Dövizin yükselmesi karşısında Merkez Bankası'nın yapacağı müdahalelerin etkisiz olacağını belirten Atabay, "Bu sarmaldan çıkışta üçüncü seçenek de Mayıs-Haziran aylarında yapılabilecek baskın bir erken seçim olarak şekillenmekte. Gerçek enflasyon civarında artırılan ancak yılın ilk yarısında hızla eriyecek asgari ücret, bu süreçte kamu bankalarının sermayelendirilmesi sonrası dağıtılacak ucuz ve büyük krediler gibi faktörler böylesi bir seçim hazırlığı olasılığını artırıyor." diye yazdı.

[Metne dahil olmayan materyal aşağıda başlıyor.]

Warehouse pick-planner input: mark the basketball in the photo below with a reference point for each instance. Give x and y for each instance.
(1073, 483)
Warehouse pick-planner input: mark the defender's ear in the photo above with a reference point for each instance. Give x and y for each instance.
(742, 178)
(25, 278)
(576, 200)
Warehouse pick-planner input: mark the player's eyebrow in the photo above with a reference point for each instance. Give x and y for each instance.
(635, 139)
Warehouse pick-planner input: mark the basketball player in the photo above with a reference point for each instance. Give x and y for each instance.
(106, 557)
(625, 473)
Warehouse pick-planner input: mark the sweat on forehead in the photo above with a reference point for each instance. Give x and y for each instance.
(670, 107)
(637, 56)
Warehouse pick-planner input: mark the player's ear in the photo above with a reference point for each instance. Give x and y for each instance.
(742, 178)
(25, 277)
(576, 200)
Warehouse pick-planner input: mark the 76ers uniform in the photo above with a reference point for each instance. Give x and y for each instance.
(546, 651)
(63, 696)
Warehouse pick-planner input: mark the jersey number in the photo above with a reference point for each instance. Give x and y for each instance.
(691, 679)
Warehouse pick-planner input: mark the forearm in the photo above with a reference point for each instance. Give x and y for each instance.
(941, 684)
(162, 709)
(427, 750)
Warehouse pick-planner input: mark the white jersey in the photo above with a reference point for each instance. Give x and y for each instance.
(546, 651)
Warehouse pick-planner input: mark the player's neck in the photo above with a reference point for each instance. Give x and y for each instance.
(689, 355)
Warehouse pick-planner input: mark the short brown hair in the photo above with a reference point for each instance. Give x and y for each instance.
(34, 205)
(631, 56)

Atabay'ın Para Analiz'de "TL’de değer kaybı devam; ne zaman duracak, nereye varacak?" başlığıyla yayımlanan yazısı aynen şöyle:
Dünkü faiz indirmi piyasanın hazırlıklı olduğu bir adım olsa da küresel enflasyona karşı büyük merkez bankalarının sıkılaştırma adımları ve tabi Türkiye’de yükselen enflasyona karşı TL’nin tamamen savunmasız hali TL üzerinde baskıların devam etmesine neden oluyor.
Bu öğlen saatlerinde 16 lira sınırını da geçen dolar/TL, zirvesini 16,40’a kadar yükseltti. Euro/TL’de de 18 lira sınırı aşılırken tarihi zirve 18,79 civarında işlem görüyor.
TCMB son dört toplantıda 500 baz puan faiz indirirken, faiz indirimlerine başladığının ilk sinyalini verdiği Eylül ayı başından bu yana TL yaklaşık %48, sene başından beri %54 civarında değer kaybetti. Rakamların gösterdiği TL’deki değer kaybının ağırlıklı olarak faiz indirimlerinin başlamasıyla, kısaca yanlış para politikasının devreye sokulmaya hızlandığı.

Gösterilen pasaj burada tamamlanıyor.